14 octobre 2022
Cour d’appel de Rennes
RG n°
22/00587

COUR D’APPEL DE RENNES

N° 22/340

N° N° RG 22/00587 – N° Portalis DBVL-V-B7G-TF5O

JURIDICTION DU PREMIER PRÉSIDENT

O R D O N N A N C E

articles L 741-10 et suivants du Code de l’entrée et du séjour des étrangers et du droit d’asile

Nous, Hélène CADIET, conseiller à la cour d’appel de RENNES, délégué par ordonnance du premier président pour statuer sur les recours fondés sur les articles L.741-10 et suivants du Code de l’entrée et du séjour des étrangers et du droit d’asile, assisté de Sandrine KERVAREC, greffière,

Statuant sur l’appel formé le 13 Octobre 2022 à 15 h 58 par la CIMADE pour:

M. [S] [W] [M]

né le [Date naissance 1] 1986 à [Localité 2] (RDC)

de nationalité Congolaise

ayant pour avocat Me MAZROUI, avocat au barreau de RENNES

d’une ordonnance rendue le 12 Octobre 2022 à 17 h40 par le juge des libertés et de la détention du Tribunal judiciaire de RENNES qui a rejeté les exceptions de nullité soulevées, le recours formé à l’encontre de l’arrêté de placement en rétention administrative, et ordonné la prolongation du maintien de M. [S] [W] [M] dans les locaux ne relevant pas de l’administration pénitentiaire pour une durée maximale de vingt-huit jours à compter du 12 octobre 2022 à 14 h 27;

En l’absence de représentant du préfet de la GIRONDE, dûment convoqué,

En l’absence du procureur général régulièrement avisé, (avis écrit)

En présence de [S] [W] [M], assisté de Me MAZROUI, avocat,

Après avoir entendu en audience publique le 14 Octobre 2022 à 11 H 30 l’appelant et son avocat en leurs observations,

Avons mis l’affaire en délibéré et le 14 Octobre 2022 à 15 heures, avons statué comme suit :

M. [S] [W] [M], interpellé et mis en garde à vue pour un vol à l’étalage le 8 octobre 2022, a fait l’objet d’un arrêté du préfet de la GIRONDE du 10 octobre 2022 portant obligation de quitter le territoire avec interdiction de retour de trois ans.

Le préfet l’a placé en rétention administrative par arrêté du 10 octobre 2022.

Statuant sur la requête de M. [S] [W] [M] et sur celle du préfet reçue le 12 octobre 2022 à 12 heures 14, par ordonnance rendue le 12 octobre 2022, le juge des libertés et de la détention du tribunal judiciaire de Rennes a rejeté son recours et prolongé sa rétention pour une durée maximale de vingt-huit jours à compter du 12 octobre 2022 à 14 heures 27 .

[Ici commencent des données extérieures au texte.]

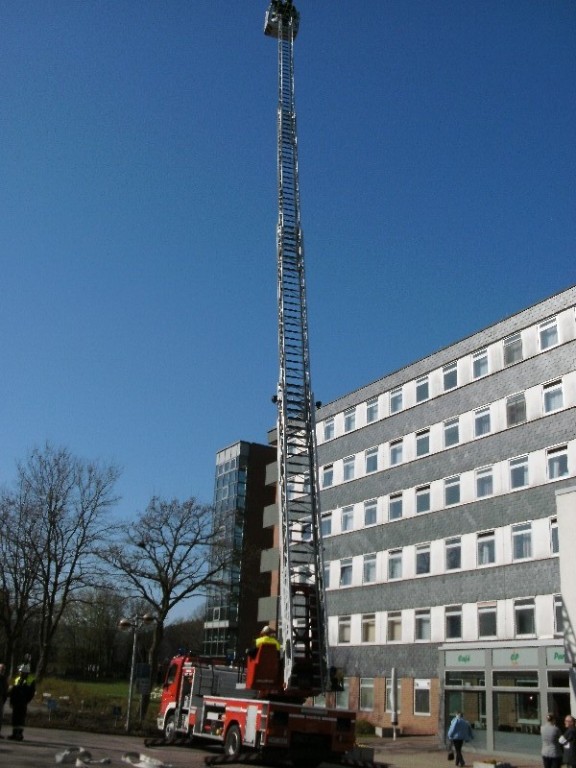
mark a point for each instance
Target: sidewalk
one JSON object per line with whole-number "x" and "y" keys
{"x": 424, "y": 752}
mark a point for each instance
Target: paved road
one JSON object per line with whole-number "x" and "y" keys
{"x": 41, "y": 745}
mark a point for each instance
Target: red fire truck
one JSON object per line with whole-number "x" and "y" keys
{"x": 209, "y": 702}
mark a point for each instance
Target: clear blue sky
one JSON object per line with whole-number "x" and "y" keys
{"x": 138, "y": 209}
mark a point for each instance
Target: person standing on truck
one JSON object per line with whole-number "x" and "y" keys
{"x": 268, "y": 637}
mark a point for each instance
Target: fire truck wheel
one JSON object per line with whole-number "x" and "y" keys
{"x": 169, "y": 730}
{"x": 233, "y": 742}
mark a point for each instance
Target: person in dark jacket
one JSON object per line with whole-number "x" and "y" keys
{"x": 3, "y": 693}
{"x": 568, "y": 741}
{"x": 459, "y": 732}
{"x": 551, "y": 748}
{"x": 21, "y": 694}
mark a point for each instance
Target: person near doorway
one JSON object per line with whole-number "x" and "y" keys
{"x": 459, "y": 732}
{"x": 568, "y": 741}
{"x": 551, "y": 748}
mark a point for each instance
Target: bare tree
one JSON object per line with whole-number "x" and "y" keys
{"x": 60, "y": 506}
{"x": 171, "y": 552}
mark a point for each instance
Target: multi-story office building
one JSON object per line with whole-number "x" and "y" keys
{"x": 438, "y": 496}
{"x": 240, "y": 496}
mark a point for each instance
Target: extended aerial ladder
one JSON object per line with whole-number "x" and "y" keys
{"x": 302, "y": 600}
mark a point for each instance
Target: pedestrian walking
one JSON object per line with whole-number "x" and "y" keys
{"x": 459, "y": 732}
{"x": 21, "y": 694}
{"x": 3, "y": 693}
{"x": 551, "y": 748}
{"x": 568, "y": 742}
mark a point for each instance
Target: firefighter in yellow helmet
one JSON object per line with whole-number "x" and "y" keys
{"x": 268, "y": 637}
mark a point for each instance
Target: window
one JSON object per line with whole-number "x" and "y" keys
{"x": 513, "y": 349}
{"x": 326, "y": 524}
{"x": 422, "y": 389}
{"x": 480, "y": 363}
{"x": 451, "y": 432}
{"x": 329, "y": 429}
{"x": 346, "y": 572}
{"x": 396, "y": 400}
{"x": 450, "y": 376}
{"x": 372, "y": 410}
{"x": 366, "y": 693}
{"x": 421, "y": 697}
{"x": 524, "y": 617}
{"x": 422, "y": 559}
{"x": 396, "y": 452}
{"x": 521, "y": 541}
{"x": 557, "y": 462}
{"x": 349, "y": 419}
{"x": 369, "y": 569}
{"x": 453, "y": 554}
{"x": 486, "y": 544}
{"x": 453, "y": 617}
{"x": 347, "y": 519}
{"x": 516, "y": 409}
{"x": 554, "y": 540}
{"x": 371, "y": 460}
{"x": 348, "y": 465}
{"x": 423, "y": 499}
{"x": 452, "y": 490}
{"x": 422, "y": 624}
{"x": 343, "y": 696}
{"x": 394, "y": 627}
{"x": 481, "y": 422}
{"x": 484, "y": 482}
{"x": 344, "y": 629}
{"x": 395, "y": 507}
{"x": 558, "y": 615}
{"x": 370, "y": 512}
{"x": 553, "y": 397}
{"x": 392, "y": 696}
{"x": 369, "y": 628}
{"x": 395, "y": 564}
{"x": 548, "y": 333}
{"x": 423, "y": 442}
{"x": 486, "y": 620}
{"x": 518, "y": 472}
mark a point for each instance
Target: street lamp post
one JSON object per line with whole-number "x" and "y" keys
{"x": 134, "y": 624}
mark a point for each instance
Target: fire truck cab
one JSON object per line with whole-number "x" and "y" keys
{"x": 202, "y": 701}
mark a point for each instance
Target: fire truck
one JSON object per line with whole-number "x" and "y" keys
{"x": 264, "y": 706}
{"x": 214, "y": 703}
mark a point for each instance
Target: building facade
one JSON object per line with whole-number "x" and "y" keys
{"x": 240, "y": 496}
{"x": 441, "y": 538}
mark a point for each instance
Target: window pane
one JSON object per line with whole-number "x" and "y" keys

Par déclaration de la CIMADE reçue au greffe de la cour le 13 octobre 2022 à 15 heures 58, M. [S] [W] [M] a interjeté appel de cette ordonnance, notifiée le 12 octobre 2022 à 18 heures 17.

Il fait valoir au soutien de sa demande d’infirmation et de remise en liberté :

– le défaut d’examen de sa situation et l’erreur manifeste d’appréciation de la préfecture qui n’a pas tenu compte du caractère stable de son domicile chez sa tante et des liens réguliers avec son fils de quatre ans,

– le défaut d’information du parquet du placement en rétention en l’absence de procès verbal relatif à cette information,

– le caractère irrégulier de la consultation du fichier des personnes recherchées, FAED et FNAEG au motif que rien dans la procédure n’atteste que l’agent qui a consulté le fichier était bien habilité à le faire.

Le préfet qui n’a pas envoyé ses observations n’a pas comparu.

Selon avis écrit du 13 octobre 2022, le procureur général a sollicité la confirmation de l’ordonnance attaquée.

A l’audience, M. [S] [W] [M] assisté de son conseil Me MAZROUI a maintenu les termes de son mémoire d’appel. Il demande à l’audience une assignation à résidence et précise qu’il n’est pas opposé à son éloignement, tout en ajoutant qu’il ne connait plus personne au CONGO depuis son arrivée en France en 2011.

SUR CE,

L’appel, formé dans les délais et formes légaux, est recevable.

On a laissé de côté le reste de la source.